On learning the Psalms

This summer I preached a sermon on Psalm 51 as part of a summer series my church was doing on the Psalms. You can listen to it here.

As part of the series, Mark Fox, our pastor challenged us to learn one of the psalms. As I was preaching on Ps. 51, I worked at memorizing that one. This has been particularly fruitful for me, especially as Psalm 51 is one of the great Psalms of confession. I have used it to focus and guide my own prayer life. Often I have said the psalm to God as I have taken my morning jog.

Then about six weeks ago, I read Mark Buchanan’s Spiritual Rhythm: Being With Jesus Every Season of the Soul. In this book Buchanan uses the metaphor of the seasons (Winter, Spring, Summer & Fall) to speak of the various seasons we each go through in our Spiritual life and suggests how in each season, we can cultivate our relationship with God in each season.

In the season which Buchanan calls Fall (colder season, but also the time of Harvest) he writes:

After my winter I knew I needed more. I needed more fat on my frame for the next time I found myself in a cold land with little shelter. So I began to memorize the Bible. I don’t mean bits and pieces of it, favorite verses to suck on like lozenges when my throat was a tad dry. Not that that isn’t useful. But I never found it much. It was for me a pocket of loose change, good for tokens and such, but not something you go trading with. (176)
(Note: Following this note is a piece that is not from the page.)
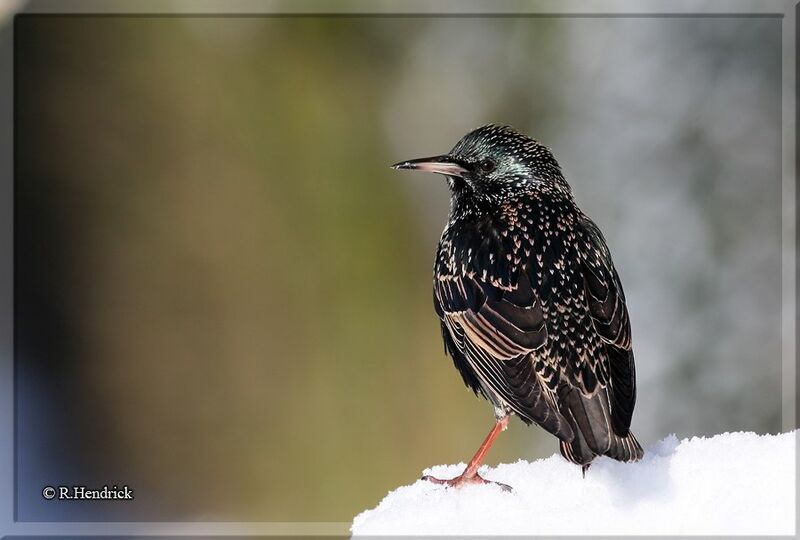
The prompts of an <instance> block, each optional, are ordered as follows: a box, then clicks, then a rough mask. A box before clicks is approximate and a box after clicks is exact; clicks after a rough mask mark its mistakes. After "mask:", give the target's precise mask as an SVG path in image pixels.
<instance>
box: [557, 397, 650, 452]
mask: <svg viewBox="0 0 800 540" xmlns="http://www.w3.org/2000/svg"><path fill="white" fill-rule="evenodd" d="M564 398H566V399H565V405H566V409H567V411H566V414H565V416H566V417H567V418H568V420H569V422H570V424H572V429H573V431H574V432H575V437H574V438H573V439H572V441H570V442H564V441H561V455H563V456H564V457H565V458H566V459H567V460H569V461H571V462H573V463H577V464H578V465H588V464H589V463H590V462H591V461H592V460H593V459H594V458H595V457H597V456H608V457H610V458H612V459H616V460H617V461H638V460H640V459H641V458H642V456H643V455H644V450H642V446H641V445H640V444H639V441H637V440H636V437H635V436H634V434H633V432H632V431H628V433H627V434H625V435H617V434H616V433H614V430H613V428H612V423H611V418H610V415H609V412H608V405H607V403H608V401H607V399H606V396H605V395H603V393H602V392H598V393H597V394H595V395H594V396H592V397H586V396H584V395H581V394H580V392H579V391H577V390H576V389H572V390H571V391H570V392H568V393H567V394H566V395H565V396H564Z"/></svg>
Buchanan then goes on to describe memorizing Hebrews 12, the Sermon on the Mount, Romans 8 and Phillipians (177). He also makes passing references in the body of his text to Psalms he has memorized.
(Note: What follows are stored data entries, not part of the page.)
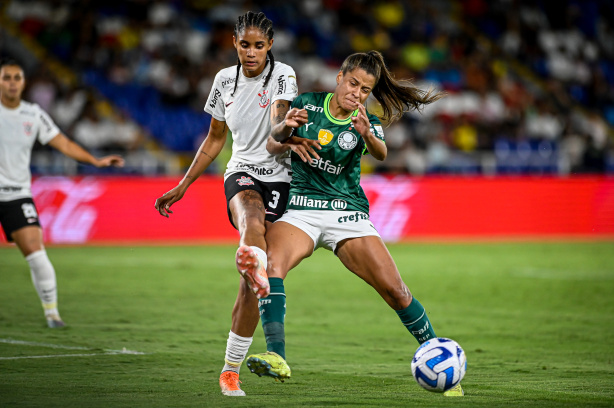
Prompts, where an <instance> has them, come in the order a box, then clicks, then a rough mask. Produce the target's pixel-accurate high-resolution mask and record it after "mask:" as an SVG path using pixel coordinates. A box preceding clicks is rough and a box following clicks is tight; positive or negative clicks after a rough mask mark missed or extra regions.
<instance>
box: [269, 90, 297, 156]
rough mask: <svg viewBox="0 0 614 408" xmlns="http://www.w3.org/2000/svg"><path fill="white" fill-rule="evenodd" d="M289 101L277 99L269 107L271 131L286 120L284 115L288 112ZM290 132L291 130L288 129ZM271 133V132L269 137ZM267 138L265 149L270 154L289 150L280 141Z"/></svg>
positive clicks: (278, 152)
mask: <svg viewBox="0 0 614 408" xmlns="http://www.w3.org/2000/svg"><path fill="white" fill-rule="evenodd" d="M290 103H291V102H290V101H286V100H282V99H279V100H277V101H275V103H274V104H273V105H272V106H271V130H273V129H275V127H276V126H277V125H279V124H281V123H282V122H284V121H285V119H286V114H287V113H288V111H289V110H290ZM290 131H292V129H290ZM272 134H273V132H272V131H271V135H272ZM271 135H269V137H268V138H267V143H266V149H267V151H268V152H269V153H271V154H281V153H284V152H286V151H288V150H289V149H290V146H287V145H284V144H283V143H282V140H283V139H282V140H279V139H276V138H273V137H271Z"/></svg>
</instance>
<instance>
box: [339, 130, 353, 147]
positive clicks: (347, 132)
mask: <svg viewBox="0 0 614 408" xmlns="http://www.w3.org/2000/svg"><path fill="white" fill-rule="evenodd" d="M337 141H338V142H339V147H341V148H342V149H343V150H352V149H353V148H355V147H356V144H358V138H357V137H356V135H355V134H354V133H352V132H348V131H345V132H342V133H341V134H340V135H339V137H338V138H337Z"/></svg>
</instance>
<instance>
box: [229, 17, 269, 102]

I decided to take up Buchanan’s challenge to memorize Scripture and since I already got started with the Psalms, I decided to continue there. My insane impossible goal is to memorize fifteen Psalms a year for ten years (which would mean I would learn the whole book of Psalms). This may not be attainable, but its worth a try and at the very least I’ll memorize a bunch of the Psalms. This has several benefits:

1. The Psalms teaches us to pray. In this I am just repeating what I learned from reading people like Dietrich Bonhoeffer and Eugene Peterson.
2. The Psalms speaks honestly about the human condition in relationship to God. There are Psalms that are pure praise songs (Ps. 100) and others which are full of sorrow and dread (Psalm 88). Walter Brueggemann in his Message of the Psalms usefully categorizes the Psalms as Psalms of Orientation (confidence in God), Disorientation (but there is a lot of crap we have to deal with) and New Orientation (looking back to God in the midst of our crap). [The parentheses in previous sentence are completely my own so don’t go blaming Bruggemann for them :)]. Therefore learning the Psalms should help me have words, no matter what Spiritual season I find myself in.
3. Psalms are the most referred to book of the OT in the NT, especially on the lips of Jesus. Thus learning the Psalms helps me enter more fully into New Testament Spirituality.
4. I have an M.Div and feel called to Pastoral Ministry. Because of the Psalms breadth and depth, they are a treasure trove for pastoral care and direction. That is, learning the Psalms will aid me to more fully live into my vocation as a pastor.

And so I have begun. Thus far I have memorized Psalm 31, 51 and 131. Which is a good start. My plan is to do all the Psalms ending in 1 this year and move up sequentially by number in the following years (that way I don’t have to tackle Psalm 119 for 9 years).

The idea is not just rote memorization, but to really learn these Psalms.